Work Text:
Nuestra primera cita
Cuando Ludwig entró a la habitación mientras se lavaba los dientes no esperaba encontrar a un eufórico Feliciano lanzando a diestra y siniestra varios conjuntos de ropa sobre su cama king size .
Parloteaba sin parar consigo mismo, corriendo de un lado a otro de manera energética. En realidad, nada de eso era extraño pues se trataba del comportamiento habitual del italiano. La rareza radica en la hora, ¡él nunca tenía ánimos en las mañanas!
Feliciano evitaba levantarse temprano y si tenía que hacerlo, por cualquier razón, se comportaba como un auténtico perezoso, frustrando al alemán hasta los límites más insospechados.
No entendía el porqué, pero tampoco se molestó en averiguarlo, o en regañar a Feliciano por el desorden que estaba causando (a pesar de ser consciente de que el terminaría por reacomodar todo). Simplemente se quedó de pie, observando a una distancia prudente mientras continuaba cepillándose los dientes.

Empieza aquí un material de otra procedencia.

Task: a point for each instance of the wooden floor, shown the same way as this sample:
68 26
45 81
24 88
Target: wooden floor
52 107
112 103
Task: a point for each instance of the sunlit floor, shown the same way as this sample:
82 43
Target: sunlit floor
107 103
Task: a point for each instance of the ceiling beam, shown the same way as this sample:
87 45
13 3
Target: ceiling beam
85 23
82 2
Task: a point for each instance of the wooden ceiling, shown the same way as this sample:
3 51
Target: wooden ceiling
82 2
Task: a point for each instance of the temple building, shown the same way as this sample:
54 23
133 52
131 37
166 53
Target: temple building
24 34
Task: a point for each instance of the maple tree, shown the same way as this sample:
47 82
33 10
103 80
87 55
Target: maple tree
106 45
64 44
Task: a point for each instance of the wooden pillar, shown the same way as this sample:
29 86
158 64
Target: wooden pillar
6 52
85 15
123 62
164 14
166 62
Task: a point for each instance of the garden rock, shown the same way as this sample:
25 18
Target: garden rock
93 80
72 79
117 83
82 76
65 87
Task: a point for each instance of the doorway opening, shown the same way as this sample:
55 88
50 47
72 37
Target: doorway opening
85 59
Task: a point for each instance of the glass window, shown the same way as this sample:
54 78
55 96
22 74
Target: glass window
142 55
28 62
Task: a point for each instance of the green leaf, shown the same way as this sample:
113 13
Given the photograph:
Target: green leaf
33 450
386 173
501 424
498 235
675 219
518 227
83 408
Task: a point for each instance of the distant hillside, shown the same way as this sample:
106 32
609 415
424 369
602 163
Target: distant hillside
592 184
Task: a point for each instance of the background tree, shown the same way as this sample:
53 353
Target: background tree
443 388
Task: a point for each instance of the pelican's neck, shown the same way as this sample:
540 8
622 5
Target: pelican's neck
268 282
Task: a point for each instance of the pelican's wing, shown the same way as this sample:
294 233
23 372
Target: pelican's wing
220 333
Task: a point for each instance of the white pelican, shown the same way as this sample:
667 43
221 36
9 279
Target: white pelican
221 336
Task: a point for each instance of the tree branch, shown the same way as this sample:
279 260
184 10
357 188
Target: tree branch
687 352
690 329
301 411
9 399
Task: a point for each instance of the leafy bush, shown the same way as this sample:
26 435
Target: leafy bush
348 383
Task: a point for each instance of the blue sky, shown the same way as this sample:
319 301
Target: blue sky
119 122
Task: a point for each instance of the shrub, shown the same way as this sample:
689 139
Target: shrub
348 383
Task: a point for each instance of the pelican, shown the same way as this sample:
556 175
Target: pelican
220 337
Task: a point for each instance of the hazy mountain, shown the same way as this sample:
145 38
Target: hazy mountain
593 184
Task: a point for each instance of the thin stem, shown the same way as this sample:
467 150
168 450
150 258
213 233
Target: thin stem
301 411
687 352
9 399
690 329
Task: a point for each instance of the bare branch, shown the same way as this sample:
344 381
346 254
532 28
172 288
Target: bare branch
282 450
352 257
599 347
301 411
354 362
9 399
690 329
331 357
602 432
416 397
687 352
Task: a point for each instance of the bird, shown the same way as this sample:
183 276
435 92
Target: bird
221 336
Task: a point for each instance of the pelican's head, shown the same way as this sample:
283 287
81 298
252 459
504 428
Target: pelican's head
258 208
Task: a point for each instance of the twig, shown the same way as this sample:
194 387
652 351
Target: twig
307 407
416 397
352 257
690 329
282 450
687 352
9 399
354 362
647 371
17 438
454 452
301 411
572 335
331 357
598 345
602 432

—Deberíamos pasar primero por gelato y luego a… no, no. El gelato será al final del día, ¡sí! —exclamó con voz decidida, dejando libre su rebelde mechón de cabello; lo estuvo rizando varios minutos entre sus dedos de manera ansiosa.
Aquel gesto tan distraído de su parte fascinó completamente a Ludwig. Probablemente el castaño no era consciente del encanto que poseía; era tan fácil perderse en su cálida personalidad.
No tardó en abandonar la habitación inadvertidamente, dejando al contrario sumergido en sus cavilaciones.
Un rato más tarde estaban ambos en la entrada, casi listos para salir. Feliciano seguía rebotando sobre sus pies, como un niño impaciente mientras el más alto se acomodaba la corbata de manera poco exitosa. Fue ahí cuando sintió unas delgadas pero firmes manos apartar las propias para realizar la misma tarea con algo de prisa.
—Feliciano, ¿qué te sucede? —preguntó finalmente, genuinamente divertido por ese actuar tan atípico de él. El nombrado abrió con notoria sorpresa sus impactantes ojos color ámbar, como si Ludwig se estuviera perdiendo de un detalle importante.
Apoyó sus manos en el sólido y amplio pecho del alemán, antes de responder con emoción:
—Ludwig, ¡se trata de nuestra primera cita!
—Por supuesto que no Feliciano, hemos tenido muchas anteriormente —refutó, completamente confundido.
Su expresión logró divertir a su pareja, provocando en él una hermosa sonrisa que le robó el aliento. Feliciano resplandecía como un hermoso pequeño sol, su hermoso pequeño sol, sin duda alguna.
—Es nuestra primera cita fuera del clóset , amore mio . Por eso estoy tan emocionado, es un momento muy especial ¡Incluso lo marqué en nuestro calendario!
La dulce risa del más bajito hizo latir con fuerza el corazón del alemán. Se sintió un completo idiota por no darle semejante importancia a un evento como ese, Feliciano tenía razón, esa cita sería diferente a todas las demás.
No dijo nada porque no hacía falta. Se sujetaron de las manos, entrelazando sus dedos con decisión, preparados para enfrentar a los posibles prejuicios y miradas del mundo exterior de una vez por todas.
Para vivir su amor libremente, de una vez por todas.